## Dynamic Systems Octave Tutorial

In this tutorial, we will cover some of the basics operations of dynamic systems using GNU Octave. GNU Octave is a programming language for scientific computation. In this context, Octave is used to solve linear and non linear problems numerically. It can also perform other numeric operations, which in their majority are compatible with Matlab (this also include the syntax).

## Symbolic Package Installation

Once GNU Octave is installed, we need to install the Symbolic package. This package will allow us to perform symbolic calculations. These include operations such as: algebraic operations, calculus, equation solving, Fourier and Laplace transforms, variable precision arithmetic and other features. First download the package here. Open octave, and change the directory path to where the file is. For that, go to the upper bar and select Browse directories. This will open a window explorer, navigate to where you downloaded the symbolic package. Then, click on Select Folder (if the file is not displayed, don’t worry). You must now see the file on the left explorer, if not, make sure you selected the folder where the file is located.

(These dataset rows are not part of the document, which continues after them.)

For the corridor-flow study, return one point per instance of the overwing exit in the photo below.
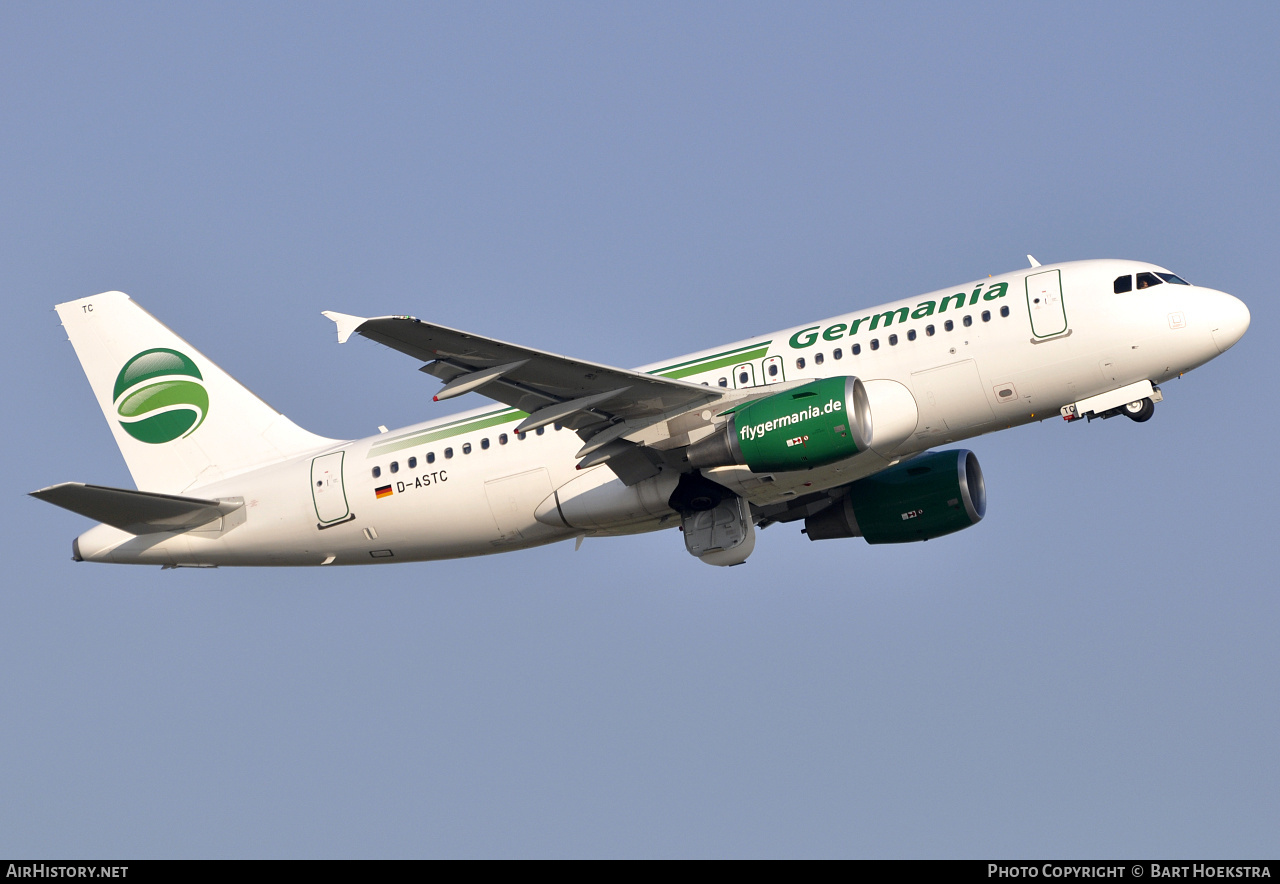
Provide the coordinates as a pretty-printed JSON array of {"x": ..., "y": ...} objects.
[{"x": 833, "y": 425}]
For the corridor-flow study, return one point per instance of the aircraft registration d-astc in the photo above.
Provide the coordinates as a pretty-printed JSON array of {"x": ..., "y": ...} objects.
[{"x": 832, "y": 424}]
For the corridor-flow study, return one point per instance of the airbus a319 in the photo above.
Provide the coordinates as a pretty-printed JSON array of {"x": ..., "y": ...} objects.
[{"x": 835, "y": 425}]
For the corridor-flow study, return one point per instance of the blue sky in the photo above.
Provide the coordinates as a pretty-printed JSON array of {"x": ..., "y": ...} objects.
[{"x": 1089, "y": 672}]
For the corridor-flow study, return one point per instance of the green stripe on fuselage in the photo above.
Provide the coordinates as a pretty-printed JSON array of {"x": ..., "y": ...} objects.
[{"x": 508, "y": 415}]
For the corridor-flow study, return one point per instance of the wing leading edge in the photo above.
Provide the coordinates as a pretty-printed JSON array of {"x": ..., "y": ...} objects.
[{"x": 603, "y": 404}]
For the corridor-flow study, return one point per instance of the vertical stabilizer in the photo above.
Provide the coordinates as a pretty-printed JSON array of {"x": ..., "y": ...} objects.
[{"x": 179, "y": 420}]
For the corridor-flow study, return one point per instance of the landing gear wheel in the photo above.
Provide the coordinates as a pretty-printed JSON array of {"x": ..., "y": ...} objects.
[{"x": 1139, "y": 410}]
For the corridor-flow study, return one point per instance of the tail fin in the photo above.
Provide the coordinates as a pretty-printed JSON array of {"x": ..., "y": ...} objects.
[{"x": 178, "y": 418}]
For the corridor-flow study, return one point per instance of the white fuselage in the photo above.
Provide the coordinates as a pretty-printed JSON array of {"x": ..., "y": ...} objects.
[{"x": 467, "y": 485}]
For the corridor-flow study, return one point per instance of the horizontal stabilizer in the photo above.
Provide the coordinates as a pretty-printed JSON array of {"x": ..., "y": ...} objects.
[{"x": 136, "y": 512}]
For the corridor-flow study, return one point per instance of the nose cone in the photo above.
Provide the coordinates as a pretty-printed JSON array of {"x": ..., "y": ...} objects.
[{"x": 1230, "y": 321}]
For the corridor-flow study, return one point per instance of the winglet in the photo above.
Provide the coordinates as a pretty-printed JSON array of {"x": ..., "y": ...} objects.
[{"x": 346, "y": 324}]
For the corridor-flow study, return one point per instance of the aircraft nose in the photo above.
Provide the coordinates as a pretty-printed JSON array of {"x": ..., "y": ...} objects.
[{"x": 1230, "y": 321}]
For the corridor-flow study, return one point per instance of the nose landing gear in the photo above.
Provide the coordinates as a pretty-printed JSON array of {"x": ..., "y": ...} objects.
[{"x": 1138, "y": 410}]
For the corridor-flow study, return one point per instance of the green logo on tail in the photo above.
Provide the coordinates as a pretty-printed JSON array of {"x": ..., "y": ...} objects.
[{"x": 160, "y": 395}]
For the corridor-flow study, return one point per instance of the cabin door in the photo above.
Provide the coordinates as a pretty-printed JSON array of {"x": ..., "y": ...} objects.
[{"x": 327, "y": 489}]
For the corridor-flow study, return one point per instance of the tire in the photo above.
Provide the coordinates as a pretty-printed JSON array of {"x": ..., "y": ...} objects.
[{"x": 1139, "y": 411}]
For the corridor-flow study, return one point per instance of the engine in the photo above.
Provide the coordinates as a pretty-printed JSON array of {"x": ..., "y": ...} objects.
[
  {"x": 928, "y": 497},
  {"x": 812, "y": 425}
]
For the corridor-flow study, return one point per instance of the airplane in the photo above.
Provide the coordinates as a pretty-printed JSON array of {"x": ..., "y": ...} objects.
[{"x": 835, "y": 424}]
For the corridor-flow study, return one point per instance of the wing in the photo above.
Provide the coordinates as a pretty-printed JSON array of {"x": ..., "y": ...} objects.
[{"x": 603, "y": 404}]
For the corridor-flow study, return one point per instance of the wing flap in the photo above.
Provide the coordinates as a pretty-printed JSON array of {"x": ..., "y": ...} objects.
[{"x": 136, "y": 512}]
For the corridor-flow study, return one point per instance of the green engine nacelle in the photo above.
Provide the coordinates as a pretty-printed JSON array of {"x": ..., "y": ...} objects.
[
  {"x": 812, "y": 425},
  {"x": 927, "y": 497}
]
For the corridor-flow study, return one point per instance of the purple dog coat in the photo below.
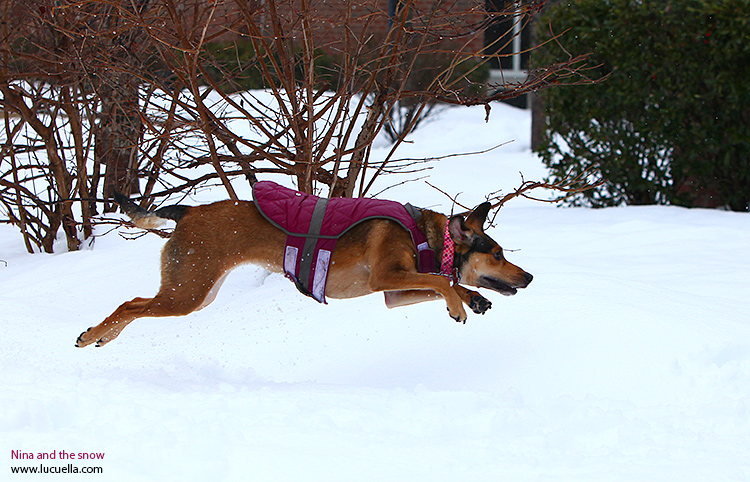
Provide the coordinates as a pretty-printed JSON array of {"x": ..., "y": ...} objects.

Now on the command window type the following command: pkg install symbolic-win-py-bundle-2.8.0.tar.gz. Wait until the installation process finish.

## Example:

In this example, we will use the Symbolic Package, so make sure you have everything working. First, open GNU Octave and load the Symbolic package using the command: pkg load symbolic;. Then insert the following commands:

• syms a

• T = [2-a,0,0,-1;-1,1-a,0,0;0,0,2-a,0;0,0,0,2-a];

• det(T)

• A = [2,0,0,-1;-1,1,0,0;0,0,2,0;0,0,0,2];

• eig(A)

If you want to display the values of any variables, you can type then on the Command Window. Also, note that the (;) at the end  of each command is not mandatory, if you omit it, the result will be automatically displayed in the next line.